Fukuoka marks the first opportunity for countries to collect quota spots in diving for next year’s Olympic Games, adding to the stakes for a balanced U.S. team. Olympic platform silver medalist Delaney Schnell leads the group, and she’ll be looking to build on her performance from last year when she won a pair of medals in the women’s and mixed synchronized events. Sarah Bacon, Team USA’s only individual medalist last year, is back in the non-Olympic 1-meter springboard event, where she’s the two-time reigning silver medalist. She’ll also aim for her first medal in the 3-meter.
The most dominant team in the water keeps on rolling, as the U.S. women clinched their fourth consecutive World Cup title earlier this month in Long Beach, California. No surprise, it was team captain and three-time Olympic champion Maggie Steffens leading the way with a hat trick in the final. The Americans come into Fukuoka as four-time defending world champs and should be the favorite to win again.

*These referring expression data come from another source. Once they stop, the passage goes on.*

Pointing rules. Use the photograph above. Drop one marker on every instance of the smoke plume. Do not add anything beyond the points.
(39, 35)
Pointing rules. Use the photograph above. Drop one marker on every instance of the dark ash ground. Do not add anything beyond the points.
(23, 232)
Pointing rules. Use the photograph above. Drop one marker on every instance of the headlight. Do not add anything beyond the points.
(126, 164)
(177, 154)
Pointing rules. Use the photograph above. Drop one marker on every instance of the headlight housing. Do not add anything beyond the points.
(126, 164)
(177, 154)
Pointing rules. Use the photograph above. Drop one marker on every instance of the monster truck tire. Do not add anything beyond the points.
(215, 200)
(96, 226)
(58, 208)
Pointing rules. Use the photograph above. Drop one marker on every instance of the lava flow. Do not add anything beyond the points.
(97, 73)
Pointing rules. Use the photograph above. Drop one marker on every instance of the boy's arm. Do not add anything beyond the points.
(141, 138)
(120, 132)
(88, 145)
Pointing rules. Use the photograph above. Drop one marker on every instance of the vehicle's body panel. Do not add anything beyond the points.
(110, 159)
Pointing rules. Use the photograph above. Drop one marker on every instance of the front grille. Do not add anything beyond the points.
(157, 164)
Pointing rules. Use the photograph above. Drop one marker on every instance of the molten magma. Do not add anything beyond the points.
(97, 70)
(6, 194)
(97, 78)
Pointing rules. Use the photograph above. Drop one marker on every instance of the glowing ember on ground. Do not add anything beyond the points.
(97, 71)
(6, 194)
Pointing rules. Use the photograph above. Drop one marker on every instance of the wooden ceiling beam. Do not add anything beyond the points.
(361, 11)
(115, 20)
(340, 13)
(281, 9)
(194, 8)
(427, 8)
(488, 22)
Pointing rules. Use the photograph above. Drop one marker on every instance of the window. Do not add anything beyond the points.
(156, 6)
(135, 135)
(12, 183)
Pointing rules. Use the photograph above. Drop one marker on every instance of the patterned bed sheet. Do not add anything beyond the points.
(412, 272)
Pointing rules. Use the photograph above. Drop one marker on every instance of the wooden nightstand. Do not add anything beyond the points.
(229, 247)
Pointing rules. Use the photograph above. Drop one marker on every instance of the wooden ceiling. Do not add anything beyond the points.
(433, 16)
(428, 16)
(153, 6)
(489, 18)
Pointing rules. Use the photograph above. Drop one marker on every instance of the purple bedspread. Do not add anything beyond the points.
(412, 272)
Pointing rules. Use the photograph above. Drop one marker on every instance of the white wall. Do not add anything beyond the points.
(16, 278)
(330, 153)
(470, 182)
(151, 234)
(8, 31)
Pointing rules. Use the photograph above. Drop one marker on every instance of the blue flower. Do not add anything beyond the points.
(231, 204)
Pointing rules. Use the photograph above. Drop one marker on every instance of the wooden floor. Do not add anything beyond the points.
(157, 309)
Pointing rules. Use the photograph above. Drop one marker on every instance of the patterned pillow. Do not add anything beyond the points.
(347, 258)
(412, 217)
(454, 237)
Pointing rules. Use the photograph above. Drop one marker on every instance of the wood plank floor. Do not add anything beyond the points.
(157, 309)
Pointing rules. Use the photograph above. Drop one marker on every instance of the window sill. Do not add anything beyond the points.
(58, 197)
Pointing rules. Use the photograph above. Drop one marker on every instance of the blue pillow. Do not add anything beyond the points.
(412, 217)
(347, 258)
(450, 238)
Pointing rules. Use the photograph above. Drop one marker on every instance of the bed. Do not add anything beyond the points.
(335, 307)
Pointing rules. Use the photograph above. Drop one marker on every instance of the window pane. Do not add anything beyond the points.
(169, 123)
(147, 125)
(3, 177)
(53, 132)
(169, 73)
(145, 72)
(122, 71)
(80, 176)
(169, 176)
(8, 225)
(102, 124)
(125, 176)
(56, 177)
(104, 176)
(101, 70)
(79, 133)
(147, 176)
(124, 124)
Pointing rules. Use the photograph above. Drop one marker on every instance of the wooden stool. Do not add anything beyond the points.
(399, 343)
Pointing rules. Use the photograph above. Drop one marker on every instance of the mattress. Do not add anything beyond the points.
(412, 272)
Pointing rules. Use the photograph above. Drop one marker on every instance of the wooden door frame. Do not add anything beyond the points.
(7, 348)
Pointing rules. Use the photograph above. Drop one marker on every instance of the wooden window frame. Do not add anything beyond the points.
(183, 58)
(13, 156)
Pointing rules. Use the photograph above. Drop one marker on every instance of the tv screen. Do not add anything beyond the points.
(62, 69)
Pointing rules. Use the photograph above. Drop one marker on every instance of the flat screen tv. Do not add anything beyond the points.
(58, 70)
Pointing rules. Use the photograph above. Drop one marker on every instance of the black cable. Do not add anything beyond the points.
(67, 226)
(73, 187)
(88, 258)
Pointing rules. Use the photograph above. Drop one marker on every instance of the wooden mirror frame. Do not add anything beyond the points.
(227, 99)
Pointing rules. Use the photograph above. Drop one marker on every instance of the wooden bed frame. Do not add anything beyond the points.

Meanwhile, the U.S. men have competed in every world championships, dating back to 1973, but are still seeking their first medal. The team had its best finish in a decade last year when it ended in sixth, and now the young squad is heading to Japan following a dramatic bronze-medal win in the World Cup earlier this month.
The most decorated swimmer on the U.S. team, Katie Ledecky is the owner of seven Olympic gold medals and 19 world titles — plus six more silvers from the two competitions. Still just 26 years old, Ledecky is coming in hot. She continued to blow away the opposition in the longer freestyle events at nationals and should be a strong contender for gold in all three of her individual events in Fukuoka: 400, 800 and 1,500.
Though the U.S. fell short of the podium last year in open water events, the setting proved just another opportunity for Katie Grimes to shine. After winning silver medals in the 1,500-meter freestyle and 400-meter IM in the pool, the Las Vegas native moved on to Lake Lupa and finished fifth in the 10K, which marked the best American finish in open water. The youngest member of the 2020 U.S. Olympic swimming team is still just 17, but Grimes is set to compete in four events — two in the pool, two in open water — in Fukuoka, and she could be a medal contender in both.